For his answer, Sir Poemen said, “Nothing, and yet I hear perhaps the tale this sword tells.” He sheathed it fast and walked to the table across where he lifted the bowl and put in its place the scabbard. The bowl took the spot of the scabbard, and straightaway the gracious door gave those within the room leave to depart. “It speaks to the merits of its owner, who keeps his arms in good repair, while the mirror does the like as far as his cleanliness and the fit of his clothes. The plates meanwhile show this, what his guests and household will have from him. Which is praiseworthy and unlike what the gobelins do in no small degree. As to the other table, those are now all things that rather are a proof of what esteem others have for the owner or what they will suffer him to have, for crowns, rings, and empty bowls have no use save in the display of them. I do question still the subtleties of this room, and whether the portal opens at other ways of solving this array, but we have before us much else more of moment.”
Sir Henryk agreed and followed Sir Poemen out where he greeted Sir Lanfranc and joined him in looking over the gobelins and guarding against more, should they come. Sir Poemen went on to all the rooms around, though one he left for later when the portal seemed to open on another many-doored chamber. He rescued more knights and sailors as well, and no puzzle or riddle overcame his wit. The body of them moved on and added to itself to the number of ten in all when it found what it feared or else hoped, each man's mind going where it would.
Gobelins equipped like those earlier were in one chamber, six of them, and beside them were five companions heavier in their arms, with helms, greaves, and daggers next to their swords. Those gobelins challenged their prisoners with fierce words. “We have never seen or read of such unkind guests, such uncouth guests, since first we learned to make out the writing in the library here. Out of your beds against the wishes of our prince? I suppose some footmen sought to stop you and were stopped themselves, but do not think all of us so weak. We are gobelin squires who know much of war. You should be afeared of us and rest in your beds like men who obey.”
In answer to that, Sir Poemen assayed again words of peace. “You know well from such great learning as you have that a host ought to act better. You know as well that squires, most of them, are overmatched by war-bloodied knights. For those reasons, if no others, I advise you to bethink yourselves how better to behave or, if an evil will holds you back from that, to gather what knights you have all together and face us in one strife-ending battle that will settle the matter as the Lord above other lords would have it be settled.”
The gobelin squires had no liking for that, but instead said this. “Our ways are the gobelin ways, and best for us for that. As to knights, those loathsome knights, we have no love for them and never will. They have at all times been heavy against us and slay us, but today otherwise will the battle fare. A great triumph for all gobelins it will be, and our stomachs will thank us full well.”

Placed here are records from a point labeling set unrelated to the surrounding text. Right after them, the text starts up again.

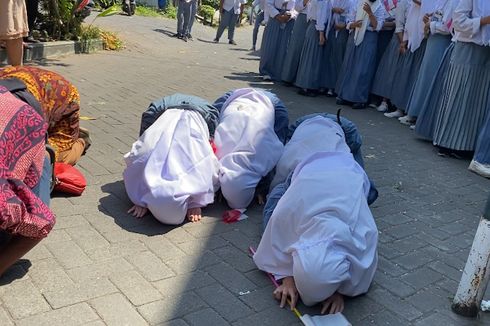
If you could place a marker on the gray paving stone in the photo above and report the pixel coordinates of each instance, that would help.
(230, 278)
(150, 266)
(171, 308)
(226, 304)
(134, 286)
(205, 317)
(79, 314)
(22, 300)
(116, 310)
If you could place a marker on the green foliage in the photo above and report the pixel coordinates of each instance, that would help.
(207, 12)
(212, 3)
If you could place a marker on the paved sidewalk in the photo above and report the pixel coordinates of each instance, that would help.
(102, 267)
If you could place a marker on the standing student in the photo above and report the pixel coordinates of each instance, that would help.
(334, 53)
(276, 38)
(259, 20)
(358, 68)
(295, 46)
(409, 65)
(311, 63)
(385, 78)
(439, 25)
(466, 105)
(230, 11)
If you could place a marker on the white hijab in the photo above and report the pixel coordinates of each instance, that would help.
(172, 167)
(247, 145)
(322, 232)
(414, 27)
(362, 15)
(318, 134)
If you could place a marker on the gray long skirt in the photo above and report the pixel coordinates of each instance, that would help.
(428, 112)
(274, 45)
(333, 57)
(294, 49)
(466, 101)
(310, 64)
(358, 69)
(385, 75)
(406, 76)
(434, 52)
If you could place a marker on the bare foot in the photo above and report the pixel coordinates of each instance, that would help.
(335, 303)
(194, 214)
(138, 211)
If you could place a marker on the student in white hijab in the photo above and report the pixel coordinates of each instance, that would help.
(171, 169)
(321, 238)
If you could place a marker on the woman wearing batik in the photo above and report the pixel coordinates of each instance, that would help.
(247, 144)
(466, 106)
(358, 68)
(409, 64)
(276, 38)
(321, 239)
(60, 102)
(295, 46)
(438, 24)
(312, 55)
(23, 216)
(171, 169)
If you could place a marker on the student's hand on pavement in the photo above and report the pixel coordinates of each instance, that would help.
(335, 302)
(287, 290)
(138, 211)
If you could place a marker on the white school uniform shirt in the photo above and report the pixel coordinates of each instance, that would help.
(233, 4)
(322, 232)
(274, 7)
(318, 10)
(247, 146)
(172, 167)
(466, 21)
(443, 12)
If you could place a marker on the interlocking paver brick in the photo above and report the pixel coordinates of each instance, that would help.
(22, 299)
(171, 308)
(79, 314)
(116, 310)
(225, 303)
(150, 266)
(134, 286)
(205, 317)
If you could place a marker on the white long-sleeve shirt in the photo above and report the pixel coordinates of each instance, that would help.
(274, 7)
(443, 15)
(379, 13)
(466, 21)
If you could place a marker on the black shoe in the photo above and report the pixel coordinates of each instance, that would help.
(342, 102)
(359, 106)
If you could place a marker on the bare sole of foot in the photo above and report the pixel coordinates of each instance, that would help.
(194, 214)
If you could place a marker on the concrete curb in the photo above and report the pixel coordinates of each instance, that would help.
(45, 50)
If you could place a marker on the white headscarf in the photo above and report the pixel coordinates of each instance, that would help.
(322, 232)
(318, 134)
(247, 145)
(362, 15)
(172, 167)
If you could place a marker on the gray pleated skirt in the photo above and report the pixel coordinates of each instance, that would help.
(274, 46)
(427, 117)
(295, 46)
(406, 75)
(333, 57)
(310, 64)
(466, 102)
(358, 69)
(385, 75)
(434, 52)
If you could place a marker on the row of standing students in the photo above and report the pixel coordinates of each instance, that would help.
(426, 61)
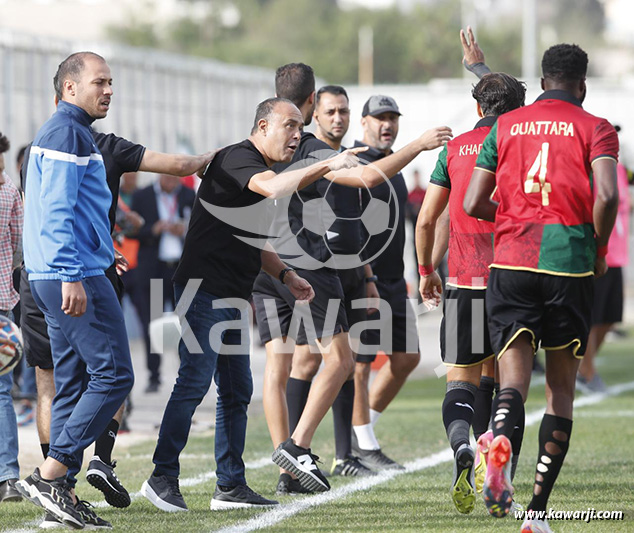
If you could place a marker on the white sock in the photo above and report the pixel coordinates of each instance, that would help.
(366, 438)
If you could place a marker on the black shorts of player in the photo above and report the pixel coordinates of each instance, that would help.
(353, 285)
(326, 312)
(37, 345)
(608, 298)
(464, 332)
(555, 310)
(404, 337)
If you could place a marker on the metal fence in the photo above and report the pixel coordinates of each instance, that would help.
(164, 101)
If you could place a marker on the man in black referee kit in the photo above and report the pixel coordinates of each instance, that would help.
(218, 266)
(296, 82)
(380, 121)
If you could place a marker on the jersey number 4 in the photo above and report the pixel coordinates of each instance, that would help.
(539, 169)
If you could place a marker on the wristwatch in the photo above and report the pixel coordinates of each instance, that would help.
(285, 271)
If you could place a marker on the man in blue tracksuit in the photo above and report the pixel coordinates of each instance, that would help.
(67, 248)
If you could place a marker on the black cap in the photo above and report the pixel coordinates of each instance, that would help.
(378, 104)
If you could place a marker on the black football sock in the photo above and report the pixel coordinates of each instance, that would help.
(296, 395)
(554, 439)
(506, 411)
(342, 418)
(105, 442)
(516, 441)
(482, 406)
(457, 412)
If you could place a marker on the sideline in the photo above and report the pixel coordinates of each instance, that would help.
(284, 511)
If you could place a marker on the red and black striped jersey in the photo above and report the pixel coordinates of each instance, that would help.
(542, 157)
(470, 239)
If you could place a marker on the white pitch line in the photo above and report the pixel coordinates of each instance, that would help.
(199, 479)
(282, 512)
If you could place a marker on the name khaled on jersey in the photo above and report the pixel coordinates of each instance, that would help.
(542, 127)
(470, 149)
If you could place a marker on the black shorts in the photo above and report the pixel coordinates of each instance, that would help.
(353, 285)
(401, 325)
(327, 287)
(464, 332)
(37, 345)
(556, 310)
(608, 298)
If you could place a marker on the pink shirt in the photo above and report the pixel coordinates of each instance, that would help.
(618, 245)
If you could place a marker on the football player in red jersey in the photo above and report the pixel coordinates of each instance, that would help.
(465, 345)
(551, 237)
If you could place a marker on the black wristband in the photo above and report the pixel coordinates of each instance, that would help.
(285, 271)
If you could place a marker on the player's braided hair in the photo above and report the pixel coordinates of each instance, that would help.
(71, 68)
(564, 62)
(498, 93)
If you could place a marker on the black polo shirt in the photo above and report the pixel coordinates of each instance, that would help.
(389, 265)
(213, 250)
(346, 235)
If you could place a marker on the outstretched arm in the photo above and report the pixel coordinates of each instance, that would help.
(606, 206)
(174, 164)
(272, 185)
(387, 167)
(433, 206)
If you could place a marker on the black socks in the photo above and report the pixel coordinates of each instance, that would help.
(554, 439)
(457, 412)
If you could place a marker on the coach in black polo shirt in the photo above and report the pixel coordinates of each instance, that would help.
(221, 265)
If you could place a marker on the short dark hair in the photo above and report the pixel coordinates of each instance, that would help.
(4, 144)
(21, 153)
(498, 93)
(265, 109)
(71, 68)
(295, 82)
(337, 90)
(564, 63)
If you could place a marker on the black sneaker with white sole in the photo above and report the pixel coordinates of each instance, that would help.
(52, 495)
(89, 517)
(8, 492)
(374, 459)
(50, 522)
(238, 497)
(164, 493)
(289, 486)
(101, 476)
(301, 462)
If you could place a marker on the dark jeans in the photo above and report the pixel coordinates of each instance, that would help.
(232, 374)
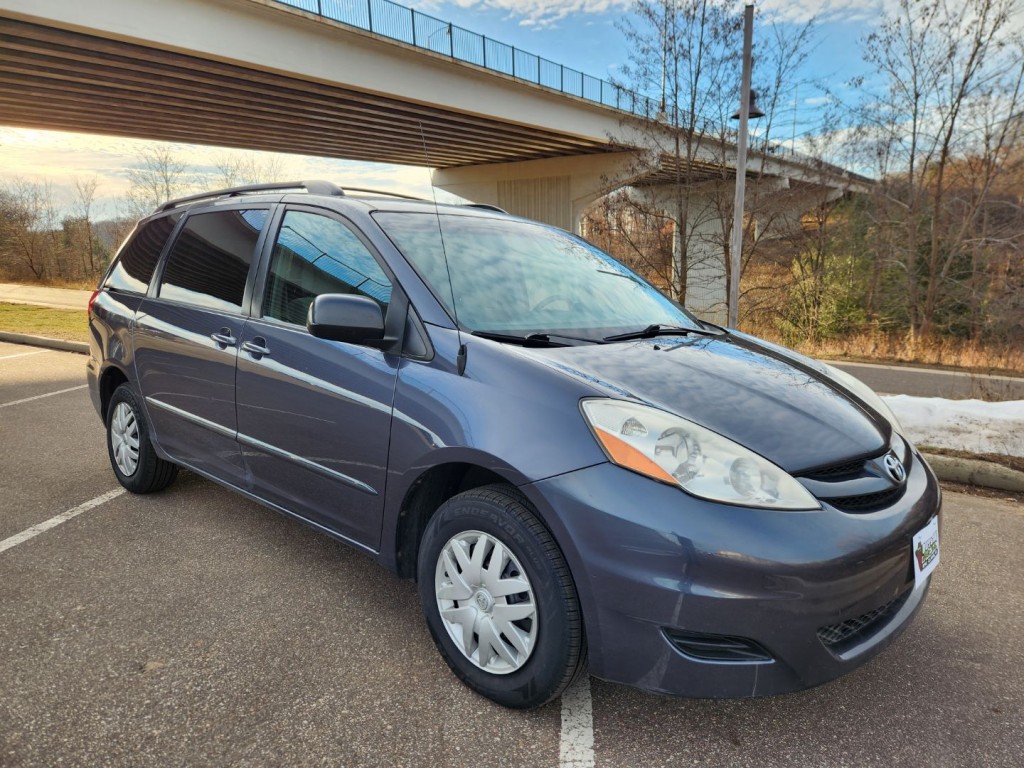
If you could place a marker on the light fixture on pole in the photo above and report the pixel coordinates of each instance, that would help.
(748, 110)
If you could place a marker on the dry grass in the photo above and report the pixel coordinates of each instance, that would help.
(941, 352)
(70, 325)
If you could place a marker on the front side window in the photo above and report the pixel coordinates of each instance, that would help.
(314, 255)
(515, 276)
(133, 269)
(209, 263)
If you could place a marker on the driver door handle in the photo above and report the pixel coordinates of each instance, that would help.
(224, 338)
(256, 347)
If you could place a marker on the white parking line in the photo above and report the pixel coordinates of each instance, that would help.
(54, 521)
(40, 396)
(576, 748)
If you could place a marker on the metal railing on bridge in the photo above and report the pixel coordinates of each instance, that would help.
(403, 25)
(423, 31)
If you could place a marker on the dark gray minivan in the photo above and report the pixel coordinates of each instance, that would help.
(576, 470)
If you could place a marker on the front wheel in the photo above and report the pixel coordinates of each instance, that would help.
(132, 457)
(499, 598)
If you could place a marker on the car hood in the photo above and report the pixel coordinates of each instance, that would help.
(777, 403)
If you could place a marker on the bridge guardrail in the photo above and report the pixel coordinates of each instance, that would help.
(420, 30)
(423, 31)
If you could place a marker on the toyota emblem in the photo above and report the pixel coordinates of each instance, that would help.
(895, 468)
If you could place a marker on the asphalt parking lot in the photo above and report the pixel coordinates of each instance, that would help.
(196, 628)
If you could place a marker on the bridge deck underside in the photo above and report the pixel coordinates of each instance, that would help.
(61, 80)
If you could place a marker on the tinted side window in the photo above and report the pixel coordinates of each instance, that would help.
(133, 269)
(209, 262)
(313, 255)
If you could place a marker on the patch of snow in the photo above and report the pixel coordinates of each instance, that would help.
(975, 426)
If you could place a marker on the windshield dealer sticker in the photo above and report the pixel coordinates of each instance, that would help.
(926, 551)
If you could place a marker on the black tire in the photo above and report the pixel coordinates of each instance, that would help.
(151, 472)
(558, 652)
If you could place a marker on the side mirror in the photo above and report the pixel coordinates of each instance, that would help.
(355, 320)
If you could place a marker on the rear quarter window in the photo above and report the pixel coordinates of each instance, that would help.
(133, 267)
(209, 262)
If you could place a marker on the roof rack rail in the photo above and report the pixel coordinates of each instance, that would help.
(312, 187)
(485, 207)
(383, 194)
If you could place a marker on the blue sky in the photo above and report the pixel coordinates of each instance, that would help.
(581, 34)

The squires then readied their knight-hating swords and had no mind for an end to that meeting that was other than fell. The knights raised their own warlike weapons, and the sailors as well had in their hands such daggers and more as the heavy-armed men were able to spare. “We knights will be the vanguard, and do you follow,” Sir Poemen told them, unsure of the need for it but unwilling to lose any man to wounds without reason. He went against the squire in the center and hurt him sore with his first strike, and Sir Henryk beside him did more than that when he crushed the foe facing him hard enough with his mace that the gobelin could never withstand it, and he turned to the next forthwith. Sir Lanfranc used his might as well, and Sir Taskay, and soon the gobelins died after doing little more than men in training suffer.